To support his case, Gates cites new modeling from Northeastern projecting that the death toll will be twice as high if vaccines aren't widely distributed in the developing world.
New modeling from Northeastern University helps illustrate what will happen if vaccine distribution is so unequal. The researchers there analyzed two scenarios. In one, vaccines are given to countries based on their population size. Then there is another scenario that approximates what is happening now: 50 rich countries get the first two billion doses of vaccine. In this scenario, the virus continues to spread unchecked for four months in three quarters of the world. And almost twice as many people die.
This would be a huge moral failing. A vaccine can make COVID-19 a preventable disease, and no one should die from a preventable disease simply because the country they live in cannot afford to secure a manufacturing deal. But you do not even have to care about fairness to see the problem with the "rich-country-only" scenario.
The best way to close this vaccine gap is not by shaming rich countries. They are doing something perfectly understandable -- trying to protect their people. Instead, we need to vastly increase the world's vaccine manufacturing capacity.
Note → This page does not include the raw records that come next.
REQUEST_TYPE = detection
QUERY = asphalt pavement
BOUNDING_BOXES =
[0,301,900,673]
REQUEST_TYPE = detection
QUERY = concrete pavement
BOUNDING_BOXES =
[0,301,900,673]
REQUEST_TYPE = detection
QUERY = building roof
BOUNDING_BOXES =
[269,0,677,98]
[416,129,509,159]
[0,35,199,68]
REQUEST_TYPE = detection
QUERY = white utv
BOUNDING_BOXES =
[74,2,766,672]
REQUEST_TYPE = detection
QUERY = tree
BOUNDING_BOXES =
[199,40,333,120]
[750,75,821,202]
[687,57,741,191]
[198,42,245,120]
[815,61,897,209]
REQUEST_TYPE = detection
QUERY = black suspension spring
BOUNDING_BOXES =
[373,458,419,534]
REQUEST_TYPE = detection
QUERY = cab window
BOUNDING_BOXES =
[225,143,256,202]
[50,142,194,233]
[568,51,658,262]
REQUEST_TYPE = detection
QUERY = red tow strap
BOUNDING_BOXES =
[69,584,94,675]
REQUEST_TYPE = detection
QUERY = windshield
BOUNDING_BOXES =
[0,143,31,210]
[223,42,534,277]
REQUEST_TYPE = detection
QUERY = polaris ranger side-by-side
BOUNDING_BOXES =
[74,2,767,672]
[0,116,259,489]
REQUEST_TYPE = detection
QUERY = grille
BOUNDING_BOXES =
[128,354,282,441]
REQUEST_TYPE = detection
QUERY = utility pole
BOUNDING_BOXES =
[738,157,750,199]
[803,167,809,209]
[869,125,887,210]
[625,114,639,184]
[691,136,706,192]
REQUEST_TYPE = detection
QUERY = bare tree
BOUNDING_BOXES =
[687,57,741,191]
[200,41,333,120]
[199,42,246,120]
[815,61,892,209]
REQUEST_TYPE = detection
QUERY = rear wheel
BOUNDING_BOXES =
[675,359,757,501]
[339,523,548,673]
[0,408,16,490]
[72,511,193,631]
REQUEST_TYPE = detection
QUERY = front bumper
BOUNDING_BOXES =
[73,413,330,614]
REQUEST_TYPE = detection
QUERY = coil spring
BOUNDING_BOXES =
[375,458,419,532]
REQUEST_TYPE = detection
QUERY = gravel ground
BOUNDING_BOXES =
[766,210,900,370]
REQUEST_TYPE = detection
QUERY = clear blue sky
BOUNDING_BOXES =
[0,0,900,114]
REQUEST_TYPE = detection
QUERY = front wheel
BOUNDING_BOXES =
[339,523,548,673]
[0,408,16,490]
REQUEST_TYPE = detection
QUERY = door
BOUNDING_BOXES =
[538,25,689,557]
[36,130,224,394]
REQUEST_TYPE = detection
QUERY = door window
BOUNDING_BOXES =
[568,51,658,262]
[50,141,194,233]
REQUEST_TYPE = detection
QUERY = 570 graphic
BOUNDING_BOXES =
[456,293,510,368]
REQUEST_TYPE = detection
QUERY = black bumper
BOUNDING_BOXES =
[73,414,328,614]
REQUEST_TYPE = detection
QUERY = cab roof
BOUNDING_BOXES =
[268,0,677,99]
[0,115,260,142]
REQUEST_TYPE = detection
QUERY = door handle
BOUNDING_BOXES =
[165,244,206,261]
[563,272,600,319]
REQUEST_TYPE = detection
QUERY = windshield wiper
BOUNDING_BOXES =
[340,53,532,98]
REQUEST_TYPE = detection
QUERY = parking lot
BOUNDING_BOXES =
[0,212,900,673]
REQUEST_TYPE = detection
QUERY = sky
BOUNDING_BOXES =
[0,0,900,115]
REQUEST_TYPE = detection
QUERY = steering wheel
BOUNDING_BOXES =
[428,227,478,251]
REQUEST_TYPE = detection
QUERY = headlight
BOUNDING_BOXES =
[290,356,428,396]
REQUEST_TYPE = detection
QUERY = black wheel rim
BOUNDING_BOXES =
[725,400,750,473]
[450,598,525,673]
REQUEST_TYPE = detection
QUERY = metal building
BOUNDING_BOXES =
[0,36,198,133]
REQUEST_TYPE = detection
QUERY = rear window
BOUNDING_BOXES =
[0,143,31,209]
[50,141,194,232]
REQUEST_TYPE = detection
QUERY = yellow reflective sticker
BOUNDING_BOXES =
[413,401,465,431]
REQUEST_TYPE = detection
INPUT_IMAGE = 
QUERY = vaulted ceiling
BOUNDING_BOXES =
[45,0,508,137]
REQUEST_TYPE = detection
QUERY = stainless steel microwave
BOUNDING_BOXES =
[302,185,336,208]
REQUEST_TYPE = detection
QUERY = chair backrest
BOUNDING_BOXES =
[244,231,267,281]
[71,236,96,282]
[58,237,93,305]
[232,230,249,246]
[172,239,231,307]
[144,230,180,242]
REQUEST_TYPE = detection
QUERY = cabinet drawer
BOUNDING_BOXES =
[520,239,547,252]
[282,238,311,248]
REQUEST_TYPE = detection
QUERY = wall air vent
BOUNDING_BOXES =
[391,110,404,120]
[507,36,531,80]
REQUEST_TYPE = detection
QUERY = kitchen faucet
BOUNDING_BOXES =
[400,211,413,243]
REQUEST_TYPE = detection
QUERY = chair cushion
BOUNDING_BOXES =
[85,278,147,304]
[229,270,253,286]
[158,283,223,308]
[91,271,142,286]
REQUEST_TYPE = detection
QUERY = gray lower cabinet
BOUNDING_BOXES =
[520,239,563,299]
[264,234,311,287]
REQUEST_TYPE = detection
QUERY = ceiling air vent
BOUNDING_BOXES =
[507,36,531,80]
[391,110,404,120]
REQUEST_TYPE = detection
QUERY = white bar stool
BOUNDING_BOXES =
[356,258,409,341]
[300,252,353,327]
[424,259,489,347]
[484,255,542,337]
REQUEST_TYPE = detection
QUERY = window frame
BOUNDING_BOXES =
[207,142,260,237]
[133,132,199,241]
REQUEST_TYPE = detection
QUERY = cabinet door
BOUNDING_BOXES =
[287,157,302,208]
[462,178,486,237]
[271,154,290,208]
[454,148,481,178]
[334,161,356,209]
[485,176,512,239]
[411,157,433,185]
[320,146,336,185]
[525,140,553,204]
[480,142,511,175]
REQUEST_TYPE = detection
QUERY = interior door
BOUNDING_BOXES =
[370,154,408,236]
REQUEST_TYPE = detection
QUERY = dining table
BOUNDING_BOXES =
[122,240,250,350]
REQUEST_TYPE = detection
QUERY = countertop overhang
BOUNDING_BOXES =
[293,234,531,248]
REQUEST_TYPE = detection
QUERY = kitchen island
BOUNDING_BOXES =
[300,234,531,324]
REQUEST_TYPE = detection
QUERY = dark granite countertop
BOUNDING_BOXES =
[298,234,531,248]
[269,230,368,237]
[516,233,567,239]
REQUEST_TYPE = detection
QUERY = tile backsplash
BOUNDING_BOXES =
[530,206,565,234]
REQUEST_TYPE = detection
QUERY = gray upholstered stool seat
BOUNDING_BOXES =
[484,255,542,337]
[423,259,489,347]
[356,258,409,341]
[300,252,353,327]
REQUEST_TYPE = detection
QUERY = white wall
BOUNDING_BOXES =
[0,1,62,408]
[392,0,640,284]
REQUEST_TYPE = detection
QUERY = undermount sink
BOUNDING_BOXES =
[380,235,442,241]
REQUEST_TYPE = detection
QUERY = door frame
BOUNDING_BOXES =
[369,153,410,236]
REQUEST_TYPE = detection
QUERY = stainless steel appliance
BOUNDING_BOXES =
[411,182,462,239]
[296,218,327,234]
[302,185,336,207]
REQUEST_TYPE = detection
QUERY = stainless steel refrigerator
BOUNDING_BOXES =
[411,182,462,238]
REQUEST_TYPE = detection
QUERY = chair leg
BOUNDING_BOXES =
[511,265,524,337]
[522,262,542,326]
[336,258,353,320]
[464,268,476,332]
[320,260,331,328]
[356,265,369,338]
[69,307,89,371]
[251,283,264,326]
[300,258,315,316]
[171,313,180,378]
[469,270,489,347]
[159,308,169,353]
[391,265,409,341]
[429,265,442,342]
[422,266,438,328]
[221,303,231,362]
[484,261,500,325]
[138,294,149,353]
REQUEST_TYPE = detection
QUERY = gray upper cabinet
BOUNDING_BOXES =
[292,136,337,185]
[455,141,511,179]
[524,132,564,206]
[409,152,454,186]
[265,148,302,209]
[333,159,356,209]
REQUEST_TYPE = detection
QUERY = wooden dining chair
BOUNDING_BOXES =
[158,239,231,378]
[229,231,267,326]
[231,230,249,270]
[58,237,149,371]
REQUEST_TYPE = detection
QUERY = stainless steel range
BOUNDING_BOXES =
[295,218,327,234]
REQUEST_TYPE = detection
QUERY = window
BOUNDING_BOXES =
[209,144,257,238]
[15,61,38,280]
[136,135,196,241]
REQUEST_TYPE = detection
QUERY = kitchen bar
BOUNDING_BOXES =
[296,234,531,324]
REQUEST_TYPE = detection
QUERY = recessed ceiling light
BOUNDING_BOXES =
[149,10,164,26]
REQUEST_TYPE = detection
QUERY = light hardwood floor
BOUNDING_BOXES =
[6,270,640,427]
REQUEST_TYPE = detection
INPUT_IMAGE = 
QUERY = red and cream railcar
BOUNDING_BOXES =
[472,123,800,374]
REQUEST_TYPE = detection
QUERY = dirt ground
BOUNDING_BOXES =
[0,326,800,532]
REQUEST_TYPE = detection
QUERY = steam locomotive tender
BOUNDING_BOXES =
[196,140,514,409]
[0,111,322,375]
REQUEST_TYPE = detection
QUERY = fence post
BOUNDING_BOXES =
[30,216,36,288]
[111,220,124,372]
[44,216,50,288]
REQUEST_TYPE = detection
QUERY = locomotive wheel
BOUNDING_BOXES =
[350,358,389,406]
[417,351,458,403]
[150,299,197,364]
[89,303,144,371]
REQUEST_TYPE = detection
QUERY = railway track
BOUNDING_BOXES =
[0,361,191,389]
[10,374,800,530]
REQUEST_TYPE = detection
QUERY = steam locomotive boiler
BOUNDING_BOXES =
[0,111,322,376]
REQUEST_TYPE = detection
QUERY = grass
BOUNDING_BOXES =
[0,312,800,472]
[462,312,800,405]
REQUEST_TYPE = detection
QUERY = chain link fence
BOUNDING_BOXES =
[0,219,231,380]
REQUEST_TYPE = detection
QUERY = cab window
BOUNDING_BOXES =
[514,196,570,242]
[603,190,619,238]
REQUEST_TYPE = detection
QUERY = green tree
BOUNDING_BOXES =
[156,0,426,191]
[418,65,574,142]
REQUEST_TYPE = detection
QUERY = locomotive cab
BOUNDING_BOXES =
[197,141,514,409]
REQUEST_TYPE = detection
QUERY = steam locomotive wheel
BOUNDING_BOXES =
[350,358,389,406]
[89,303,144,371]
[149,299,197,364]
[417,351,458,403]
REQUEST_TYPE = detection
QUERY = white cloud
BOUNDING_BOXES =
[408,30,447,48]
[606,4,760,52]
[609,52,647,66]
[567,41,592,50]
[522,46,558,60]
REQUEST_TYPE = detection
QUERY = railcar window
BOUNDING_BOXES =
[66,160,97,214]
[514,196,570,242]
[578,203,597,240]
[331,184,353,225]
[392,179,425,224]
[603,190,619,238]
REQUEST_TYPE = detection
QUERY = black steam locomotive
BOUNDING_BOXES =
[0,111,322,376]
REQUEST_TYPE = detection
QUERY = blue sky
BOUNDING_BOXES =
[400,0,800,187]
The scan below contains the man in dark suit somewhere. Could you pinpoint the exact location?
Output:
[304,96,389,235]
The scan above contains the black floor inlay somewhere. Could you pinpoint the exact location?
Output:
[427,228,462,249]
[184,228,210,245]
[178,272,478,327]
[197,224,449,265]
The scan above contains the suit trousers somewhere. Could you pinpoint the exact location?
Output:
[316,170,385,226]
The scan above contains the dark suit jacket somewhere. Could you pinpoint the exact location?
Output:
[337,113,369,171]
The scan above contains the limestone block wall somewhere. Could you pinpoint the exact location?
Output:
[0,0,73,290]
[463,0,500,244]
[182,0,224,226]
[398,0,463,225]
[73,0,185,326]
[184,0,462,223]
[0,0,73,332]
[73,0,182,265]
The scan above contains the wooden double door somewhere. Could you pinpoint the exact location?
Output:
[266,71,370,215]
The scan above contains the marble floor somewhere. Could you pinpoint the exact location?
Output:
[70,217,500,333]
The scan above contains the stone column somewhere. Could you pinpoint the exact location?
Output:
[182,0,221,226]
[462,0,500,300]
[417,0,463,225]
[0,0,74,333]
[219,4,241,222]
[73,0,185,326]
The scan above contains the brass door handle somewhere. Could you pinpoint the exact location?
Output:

This way, we can cover everyone no matter where they live.
While President Trump's "Operation Warp Speed" handed billions of dollars to vaccine developers, Gates claims that the UK and Japan, which have both publicly promised to set aside vaccine supplies for poorer nations, should be emulated by other western nations - cough, the US, cough.
But it's not enough to simply manufacture the vaccines, an endeavor that would likely cost billions upon billions of dollars. The west should help the developing world create a network of on-the-ground health-care workers around the world to help administer the vaccines, and report any new threats of zoological transmission.
There are, in effect, three parts to Gates' plan, as he teases in the headline: vaccines are the only solution (not "herd immunity" - God forbid), going "global" is the only right way to do it, and - most importantly - more public money is needed to make it happen.
Typically, self-interest and altruism require opposite behaviors, but in this rare case, Gates argues, the altruistic thing is also an act of self-interest, since the only way we can eradicate COVID-19 would be to ensure the entire world is vaccinated, spending public money on vaccines bound for poorer nations makes sense.
In other words, in eliminating COVID-19, we can also build the system that will help reduce the damage of the next pandemic.